ABSTRACT
Rationale The mitochondrial unfolded protein response (UPRmt) is a conserved signaling pathway triggered by mitochondrial dysfunction. The transcription factor ATF5 is proposed to be central to mammalian UPRmt signaling. We hypothesized that UPRmt activation may be cardioprotective against ischemia-reperfusion (IR) injury, and that this protection would require ATF5.
Objective To determine whether pharmacologic UPRmt activation protects mouse hearts from acute IR injury in an ATF5-dependent manner.

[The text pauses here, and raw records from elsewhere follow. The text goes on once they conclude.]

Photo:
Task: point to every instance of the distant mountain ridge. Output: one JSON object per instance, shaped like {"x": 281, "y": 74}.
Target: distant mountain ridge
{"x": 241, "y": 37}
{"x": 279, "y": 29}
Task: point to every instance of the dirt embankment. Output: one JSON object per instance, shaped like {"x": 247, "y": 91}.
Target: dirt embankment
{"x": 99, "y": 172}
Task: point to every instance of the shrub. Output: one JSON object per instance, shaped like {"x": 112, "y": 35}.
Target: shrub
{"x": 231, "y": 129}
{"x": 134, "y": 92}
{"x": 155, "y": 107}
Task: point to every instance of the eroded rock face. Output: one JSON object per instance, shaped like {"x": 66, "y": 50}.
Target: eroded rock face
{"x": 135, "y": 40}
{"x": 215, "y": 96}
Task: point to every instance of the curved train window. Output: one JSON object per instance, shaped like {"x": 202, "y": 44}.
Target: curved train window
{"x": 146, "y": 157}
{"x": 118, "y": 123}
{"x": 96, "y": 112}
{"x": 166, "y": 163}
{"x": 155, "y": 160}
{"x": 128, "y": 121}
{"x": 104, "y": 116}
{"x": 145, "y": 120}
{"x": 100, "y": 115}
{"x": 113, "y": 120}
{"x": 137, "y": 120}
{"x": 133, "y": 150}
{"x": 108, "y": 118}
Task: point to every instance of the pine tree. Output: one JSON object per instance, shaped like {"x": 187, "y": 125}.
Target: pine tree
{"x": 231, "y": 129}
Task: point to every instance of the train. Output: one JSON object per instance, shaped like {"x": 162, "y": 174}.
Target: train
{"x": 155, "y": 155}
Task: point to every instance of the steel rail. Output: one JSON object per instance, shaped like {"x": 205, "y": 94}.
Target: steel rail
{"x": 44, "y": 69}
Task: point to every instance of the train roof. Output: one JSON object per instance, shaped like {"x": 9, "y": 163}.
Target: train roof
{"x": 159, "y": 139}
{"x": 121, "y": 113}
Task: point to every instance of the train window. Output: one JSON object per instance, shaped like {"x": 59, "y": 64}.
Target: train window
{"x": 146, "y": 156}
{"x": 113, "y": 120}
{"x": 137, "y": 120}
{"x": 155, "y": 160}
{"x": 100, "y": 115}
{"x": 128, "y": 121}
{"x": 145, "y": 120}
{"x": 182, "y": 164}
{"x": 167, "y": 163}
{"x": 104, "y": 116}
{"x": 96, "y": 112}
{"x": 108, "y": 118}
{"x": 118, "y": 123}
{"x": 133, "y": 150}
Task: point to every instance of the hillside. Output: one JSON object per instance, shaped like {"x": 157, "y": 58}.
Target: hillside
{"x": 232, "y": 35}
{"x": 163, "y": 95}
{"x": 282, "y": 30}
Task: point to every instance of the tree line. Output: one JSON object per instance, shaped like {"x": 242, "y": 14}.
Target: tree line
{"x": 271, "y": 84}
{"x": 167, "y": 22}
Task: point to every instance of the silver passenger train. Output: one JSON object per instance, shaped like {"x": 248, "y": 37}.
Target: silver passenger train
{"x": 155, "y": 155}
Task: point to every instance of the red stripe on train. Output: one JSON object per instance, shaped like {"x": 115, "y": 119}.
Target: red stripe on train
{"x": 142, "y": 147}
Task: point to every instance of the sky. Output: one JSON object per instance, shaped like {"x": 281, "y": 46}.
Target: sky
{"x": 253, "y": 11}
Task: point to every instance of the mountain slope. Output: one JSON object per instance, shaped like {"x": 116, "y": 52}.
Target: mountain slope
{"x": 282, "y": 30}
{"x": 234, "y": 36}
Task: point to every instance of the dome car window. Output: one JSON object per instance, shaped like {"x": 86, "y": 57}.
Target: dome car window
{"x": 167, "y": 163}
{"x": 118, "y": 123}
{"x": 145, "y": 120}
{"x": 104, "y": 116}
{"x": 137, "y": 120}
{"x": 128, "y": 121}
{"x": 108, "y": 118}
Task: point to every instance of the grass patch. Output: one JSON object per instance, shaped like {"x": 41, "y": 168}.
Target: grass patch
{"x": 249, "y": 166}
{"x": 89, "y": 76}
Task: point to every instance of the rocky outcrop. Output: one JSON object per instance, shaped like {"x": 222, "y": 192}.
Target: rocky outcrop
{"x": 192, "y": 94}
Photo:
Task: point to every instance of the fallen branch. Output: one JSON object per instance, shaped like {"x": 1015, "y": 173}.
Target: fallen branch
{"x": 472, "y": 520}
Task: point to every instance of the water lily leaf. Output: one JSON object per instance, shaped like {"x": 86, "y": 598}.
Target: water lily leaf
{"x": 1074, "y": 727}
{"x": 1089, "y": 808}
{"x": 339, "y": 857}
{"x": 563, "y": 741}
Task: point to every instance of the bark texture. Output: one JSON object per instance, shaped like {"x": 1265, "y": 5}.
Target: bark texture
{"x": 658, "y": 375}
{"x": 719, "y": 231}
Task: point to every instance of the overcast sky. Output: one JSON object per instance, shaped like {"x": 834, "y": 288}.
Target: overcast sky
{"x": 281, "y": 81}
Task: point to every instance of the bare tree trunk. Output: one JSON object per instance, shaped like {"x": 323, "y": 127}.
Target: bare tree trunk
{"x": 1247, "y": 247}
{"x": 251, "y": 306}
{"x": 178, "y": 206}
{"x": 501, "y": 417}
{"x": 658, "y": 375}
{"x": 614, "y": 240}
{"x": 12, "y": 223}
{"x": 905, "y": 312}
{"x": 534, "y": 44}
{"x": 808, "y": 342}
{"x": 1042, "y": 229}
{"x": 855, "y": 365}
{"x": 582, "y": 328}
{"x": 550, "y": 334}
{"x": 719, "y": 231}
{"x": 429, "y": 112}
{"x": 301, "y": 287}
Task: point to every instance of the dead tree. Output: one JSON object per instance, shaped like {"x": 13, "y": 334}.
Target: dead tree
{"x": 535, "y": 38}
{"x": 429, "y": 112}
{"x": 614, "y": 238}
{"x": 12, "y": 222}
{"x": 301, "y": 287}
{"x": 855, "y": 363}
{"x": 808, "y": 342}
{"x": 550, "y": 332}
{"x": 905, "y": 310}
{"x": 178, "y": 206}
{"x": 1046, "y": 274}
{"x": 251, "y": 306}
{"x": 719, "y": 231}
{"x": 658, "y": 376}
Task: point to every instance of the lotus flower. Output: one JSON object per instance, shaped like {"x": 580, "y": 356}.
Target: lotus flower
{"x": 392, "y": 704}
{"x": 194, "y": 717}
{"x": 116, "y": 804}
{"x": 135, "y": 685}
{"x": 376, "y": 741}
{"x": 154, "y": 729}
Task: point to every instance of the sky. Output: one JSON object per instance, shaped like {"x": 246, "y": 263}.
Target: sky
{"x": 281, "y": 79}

Methods and Results Loss of ATF5 did not affect baseline IR injury in an ex-vivo perfused heart model. However, in-vivo administration of the UPRmt inducers oligomycin or doxycycline 6 h prior to ex-vivo IR injury was cardioprotective. Such protection was absent in hearts from Atf5-/- mice, as well as in hearts given doxycycline only during ex-vivo perfusion. Genes encoding known UPRmtlinked chaperones exhibited modest but significant cardiac induction by oligomycin after 6 h. In addition, cardiac gene expression analysis by RNA-Seq revealed mild induction of numerous genes in an ATF5-dependent manner, which may be important for cardioprotection.
Conclusion ATF5 is required for cardioprotection induced by drugs that activate the UPRmt.